Mais le Conseil d'Etat ne veut pas du maintien de l'état de suspicion que vous créez. Il est au contraire attaché - c'est son intérêt - à la notion de transparence. Avec mon accord, il traitera cet aspect du problème de la manière suivante :
Le Conseil d'Etat désignera une personne issue de la société civile. Il laissera, si elle le veut bien, à la commission de contrôle de gestion le privilège de faire de même. Ces deux personnes choisiront ensemble une troisième personne pour équilibrer le groupe. Le mandat de ce groupe est en cours de rédaction. Il est voulu général et extensible. Il peut en particulier s'élargir en complément ou en préparation du travail de l'ICF et viser à donner, si c'est possible, à vos allégations une base concrète et contrôlable. Le texte de ce mandat sera proposé pour accord à la commission de contrôle de gestion.
L'action de ce groupe débutera en mars prochain. Son rapport sera rendu dans les meilleurs délais.
Et, comme pour le volet «gestion financière», si des correctifs s'imposent, nous agirons tous ensemble : OPF, office du personnel, service de santé de l'Etat, départements concernés. Dans le cas contraire, les droits des personnes qui s'estimeraient calomniées pourront être préservés.
Le Conseil d'Etat a ainsi répondu à vos questions 1 a) et 3) qui portaient sur un contrôle, que nous voulons limité dans le temps, en ampleur et en coût.
Par votre question 1 b) traitant des abus et opacité, des prés carrés et autres chasses gardées, le Conseil d'Etat est mis en cause en tant que tel, et ceci pour l'ensemble de ses départements. Le Conseil d'Etat vous indique qu'il n'a pas l'intention de présenter un projet de loi qui aurait pour seule et unique base l'agitation politique qui vous anime personnellement !

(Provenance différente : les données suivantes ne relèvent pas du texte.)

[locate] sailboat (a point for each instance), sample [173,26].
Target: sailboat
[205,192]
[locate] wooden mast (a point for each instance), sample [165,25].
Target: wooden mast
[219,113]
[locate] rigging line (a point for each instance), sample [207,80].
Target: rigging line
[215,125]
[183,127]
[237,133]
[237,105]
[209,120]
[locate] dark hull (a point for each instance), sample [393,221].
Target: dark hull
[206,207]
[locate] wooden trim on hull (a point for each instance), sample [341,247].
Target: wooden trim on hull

Enfin pour conclure, Monsieur, le Conseil d'Etat prend note avec sérénité de votre interpellation urgente écrite. Il en regrette la complète vacuité en éléments concrets. Il lui donne, telles que le commandent les règles démocratiques, une suite pratique, en se refusant par contre de participer à la polémique que vous animez. Pour répondre concrètement, au rendu des documents attendus, les personnes visées par vos allégations ont, d'ores et déjà, expressément réservé leurs droits.
Monsieur le député, vous avez déposé, dans le droit fil de la première, une deuxième interpellation urgente No 11 écrite à laquelle nous venons de répondre. Au sujet de cette deuxième interpellation urgente écrite, le Conseil d'Etat vous indique qu'il ne dispose d'aucun élément qui justifierait l'application de l'article 11 du code de procédure pénale. Il répond donc par la négative à vos deux questions.
Ces interpellations urgentes écrites sont closes.